Jack crept closer, very carefully. He was morally certain that the defenders held the ledge, but it would not do to make a mistake. Lives were at stake--one life much more precious than his own.

He drew his revolver and snaked forward. There was nothing else to do but take a chance. But he meant at least to minimize it, and certainly not to let himself be captured alive.

It was strange that nobody yet had challenged him. He was close enough now to peer into the darkness of the tunnel between the boulders and the wall. There seemed to be no one on guard.

He crept forward to the last boulder, and his boot pressed against something soft lying on the ground. It moved. A white, startled face was lifted to his--a face that held only the darkness of despair.

He knelt, put down his revolver, and slipped an arm around the warm young body.

"Thank God!" he cried softly. He was trembling in every limb. Tears filled his voice. And over and over again he murmured, "Thank God!... Thank God!"

The despair in the white face slowly dissolved. He read there doubt, a growing certainty, and then a swift, soft radiance of joy and tears.

"I prayed for you, and you've come. God sent you to me. Oh, Jack, at last!"

Her arms crept round his neck. He held her close and kissed the sweet lips salt with tears of happiness.

He was ashamed of himself. Not since he had been a little boy had he cried till now. His life had made for stoicism. But tears furrowed down his lean, brown cheeks. The streak in him that was still tender-hearted child had suddenly come to the surface.
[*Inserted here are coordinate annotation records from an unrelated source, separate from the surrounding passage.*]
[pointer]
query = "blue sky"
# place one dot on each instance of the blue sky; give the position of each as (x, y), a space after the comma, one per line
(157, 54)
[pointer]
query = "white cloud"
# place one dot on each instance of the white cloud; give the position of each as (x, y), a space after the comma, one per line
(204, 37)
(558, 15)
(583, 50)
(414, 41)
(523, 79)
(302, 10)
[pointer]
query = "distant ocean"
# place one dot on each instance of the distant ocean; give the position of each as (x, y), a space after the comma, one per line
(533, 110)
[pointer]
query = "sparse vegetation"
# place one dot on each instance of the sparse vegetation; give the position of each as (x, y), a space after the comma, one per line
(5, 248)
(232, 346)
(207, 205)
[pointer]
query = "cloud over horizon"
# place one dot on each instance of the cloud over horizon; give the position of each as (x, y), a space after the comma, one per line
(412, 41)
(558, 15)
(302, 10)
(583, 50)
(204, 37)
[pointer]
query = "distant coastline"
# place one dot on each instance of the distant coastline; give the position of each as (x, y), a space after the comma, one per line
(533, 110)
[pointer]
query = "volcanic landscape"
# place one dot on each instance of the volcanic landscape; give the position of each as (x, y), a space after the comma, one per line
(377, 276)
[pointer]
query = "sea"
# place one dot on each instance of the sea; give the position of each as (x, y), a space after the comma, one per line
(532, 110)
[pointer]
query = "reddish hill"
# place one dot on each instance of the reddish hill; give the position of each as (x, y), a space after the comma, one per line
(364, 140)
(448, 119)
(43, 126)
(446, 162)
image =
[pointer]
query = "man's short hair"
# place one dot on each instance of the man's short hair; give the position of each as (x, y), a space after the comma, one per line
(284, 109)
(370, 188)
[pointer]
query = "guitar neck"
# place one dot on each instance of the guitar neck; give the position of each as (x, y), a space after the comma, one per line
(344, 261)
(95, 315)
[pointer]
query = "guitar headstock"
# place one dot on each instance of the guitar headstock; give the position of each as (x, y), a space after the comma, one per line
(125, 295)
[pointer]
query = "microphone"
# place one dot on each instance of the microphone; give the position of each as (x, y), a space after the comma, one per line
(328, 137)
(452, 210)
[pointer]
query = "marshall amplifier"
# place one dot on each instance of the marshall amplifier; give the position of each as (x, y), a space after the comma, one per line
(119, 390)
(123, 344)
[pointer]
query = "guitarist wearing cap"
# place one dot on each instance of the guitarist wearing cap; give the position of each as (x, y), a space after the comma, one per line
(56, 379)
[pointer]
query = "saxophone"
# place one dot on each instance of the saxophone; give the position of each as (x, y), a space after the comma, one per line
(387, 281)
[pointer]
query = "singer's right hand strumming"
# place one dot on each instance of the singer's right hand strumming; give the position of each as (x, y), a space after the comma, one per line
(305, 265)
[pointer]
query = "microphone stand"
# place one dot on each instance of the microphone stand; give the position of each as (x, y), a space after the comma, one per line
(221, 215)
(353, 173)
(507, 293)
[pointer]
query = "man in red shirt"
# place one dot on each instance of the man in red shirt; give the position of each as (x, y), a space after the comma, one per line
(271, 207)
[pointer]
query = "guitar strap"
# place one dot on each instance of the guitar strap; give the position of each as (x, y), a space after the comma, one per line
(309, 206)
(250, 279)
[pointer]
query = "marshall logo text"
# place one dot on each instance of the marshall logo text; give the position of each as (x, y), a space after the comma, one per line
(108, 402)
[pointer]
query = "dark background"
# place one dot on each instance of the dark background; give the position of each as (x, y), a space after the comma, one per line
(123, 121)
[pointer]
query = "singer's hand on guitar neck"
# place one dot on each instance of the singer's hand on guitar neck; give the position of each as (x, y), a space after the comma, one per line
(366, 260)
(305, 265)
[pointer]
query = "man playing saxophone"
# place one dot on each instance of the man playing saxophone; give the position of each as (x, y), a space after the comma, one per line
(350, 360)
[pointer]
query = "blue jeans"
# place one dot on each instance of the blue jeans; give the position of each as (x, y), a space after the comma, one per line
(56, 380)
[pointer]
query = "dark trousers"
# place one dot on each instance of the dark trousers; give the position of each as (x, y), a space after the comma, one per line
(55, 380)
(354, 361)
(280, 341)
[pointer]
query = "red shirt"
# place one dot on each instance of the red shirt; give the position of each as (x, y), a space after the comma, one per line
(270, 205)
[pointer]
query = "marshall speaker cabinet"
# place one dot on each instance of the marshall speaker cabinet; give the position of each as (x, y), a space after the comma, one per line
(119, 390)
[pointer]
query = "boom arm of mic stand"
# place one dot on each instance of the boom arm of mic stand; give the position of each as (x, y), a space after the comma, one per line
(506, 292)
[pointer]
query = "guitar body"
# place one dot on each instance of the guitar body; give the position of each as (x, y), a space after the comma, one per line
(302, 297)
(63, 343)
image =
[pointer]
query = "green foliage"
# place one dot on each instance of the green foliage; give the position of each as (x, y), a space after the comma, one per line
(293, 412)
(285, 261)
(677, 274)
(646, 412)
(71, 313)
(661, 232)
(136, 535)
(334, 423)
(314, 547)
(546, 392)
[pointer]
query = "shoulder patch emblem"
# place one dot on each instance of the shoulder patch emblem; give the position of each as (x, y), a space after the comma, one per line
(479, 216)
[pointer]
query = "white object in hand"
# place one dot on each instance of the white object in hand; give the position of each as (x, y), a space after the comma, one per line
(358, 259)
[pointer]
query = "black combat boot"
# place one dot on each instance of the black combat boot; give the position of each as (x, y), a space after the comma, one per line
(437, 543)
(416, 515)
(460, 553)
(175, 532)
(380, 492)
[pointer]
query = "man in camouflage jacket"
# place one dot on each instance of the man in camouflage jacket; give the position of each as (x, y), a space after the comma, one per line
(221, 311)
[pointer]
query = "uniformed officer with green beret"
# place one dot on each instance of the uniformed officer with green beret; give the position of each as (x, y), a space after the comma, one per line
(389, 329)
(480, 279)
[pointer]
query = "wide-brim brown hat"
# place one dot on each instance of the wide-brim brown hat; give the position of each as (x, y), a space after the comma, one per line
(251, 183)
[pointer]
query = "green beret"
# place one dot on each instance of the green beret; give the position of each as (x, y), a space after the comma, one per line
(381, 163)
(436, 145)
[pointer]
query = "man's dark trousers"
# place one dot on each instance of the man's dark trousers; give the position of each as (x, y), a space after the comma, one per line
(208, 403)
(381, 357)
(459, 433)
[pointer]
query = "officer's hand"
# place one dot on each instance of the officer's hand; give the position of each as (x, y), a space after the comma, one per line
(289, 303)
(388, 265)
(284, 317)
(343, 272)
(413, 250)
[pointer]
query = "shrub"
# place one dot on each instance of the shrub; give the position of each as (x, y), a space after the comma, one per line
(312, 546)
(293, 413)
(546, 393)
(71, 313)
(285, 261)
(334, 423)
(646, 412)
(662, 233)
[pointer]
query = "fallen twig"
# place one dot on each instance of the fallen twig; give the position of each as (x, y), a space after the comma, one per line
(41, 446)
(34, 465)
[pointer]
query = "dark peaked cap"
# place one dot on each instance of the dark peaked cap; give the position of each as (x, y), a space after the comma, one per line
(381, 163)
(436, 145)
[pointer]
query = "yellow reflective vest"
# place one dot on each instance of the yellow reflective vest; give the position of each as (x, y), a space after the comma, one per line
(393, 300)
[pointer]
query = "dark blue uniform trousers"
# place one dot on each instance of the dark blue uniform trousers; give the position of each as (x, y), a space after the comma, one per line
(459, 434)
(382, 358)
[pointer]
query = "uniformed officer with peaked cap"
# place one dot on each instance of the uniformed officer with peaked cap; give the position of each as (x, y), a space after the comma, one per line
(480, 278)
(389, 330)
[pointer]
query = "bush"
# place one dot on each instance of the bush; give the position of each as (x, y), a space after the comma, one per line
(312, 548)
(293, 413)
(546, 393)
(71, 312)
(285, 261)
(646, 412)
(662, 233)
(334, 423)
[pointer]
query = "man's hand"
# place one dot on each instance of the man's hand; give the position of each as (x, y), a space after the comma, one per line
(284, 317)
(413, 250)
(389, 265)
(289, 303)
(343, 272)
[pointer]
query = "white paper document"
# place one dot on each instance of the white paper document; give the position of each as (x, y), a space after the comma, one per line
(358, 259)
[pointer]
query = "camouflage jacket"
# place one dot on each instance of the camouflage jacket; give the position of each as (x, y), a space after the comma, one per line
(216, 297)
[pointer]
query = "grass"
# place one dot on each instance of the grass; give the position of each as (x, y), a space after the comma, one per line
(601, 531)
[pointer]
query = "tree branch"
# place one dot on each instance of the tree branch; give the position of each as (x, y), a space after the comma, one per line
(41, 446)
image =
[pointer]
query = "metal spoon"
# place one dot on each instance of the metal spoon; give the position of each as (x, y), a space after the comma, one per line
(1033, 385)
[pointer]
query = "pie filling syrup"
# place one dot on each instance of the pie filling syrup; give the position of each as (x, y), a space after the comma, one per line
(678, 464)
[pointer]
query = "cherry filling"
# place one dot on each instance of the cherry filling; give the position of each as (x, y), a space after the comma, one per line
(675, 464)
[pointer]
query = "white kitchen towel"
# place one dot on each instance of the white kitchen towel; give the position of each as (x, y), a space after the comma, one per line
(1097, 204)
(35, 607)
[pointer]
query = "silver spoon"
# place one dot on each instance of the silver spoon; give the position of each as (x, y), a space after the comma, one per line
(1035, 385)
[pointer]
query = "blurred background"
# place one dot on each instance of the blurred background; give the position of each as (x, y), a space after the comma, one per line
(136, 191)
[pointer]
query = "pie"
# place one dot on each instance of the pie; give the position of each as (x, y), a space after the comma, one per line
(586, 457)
For he had expected to find her dead at best; instead, her warm, soft body was in his arms, her eyes were telling him an unbelievable story that her tongue as yet could find no words to utter. There flamed in him, like fire in dead tumbleweeds, a surge of glad triumph that inexplicably blended with humble thankfulness.

To her his emotion was joy without complex. The Ranger was tough as a hickory withe. She knew him hard as tempered steel to those whom he opposed, and her heart throbbed with excitement at his tears. She alone among all women could have touched him so. It came to her like a revelation that she need never have feared. He was her destined mate. Across that wide desert space empty of life he had come straight to her as to a magnet.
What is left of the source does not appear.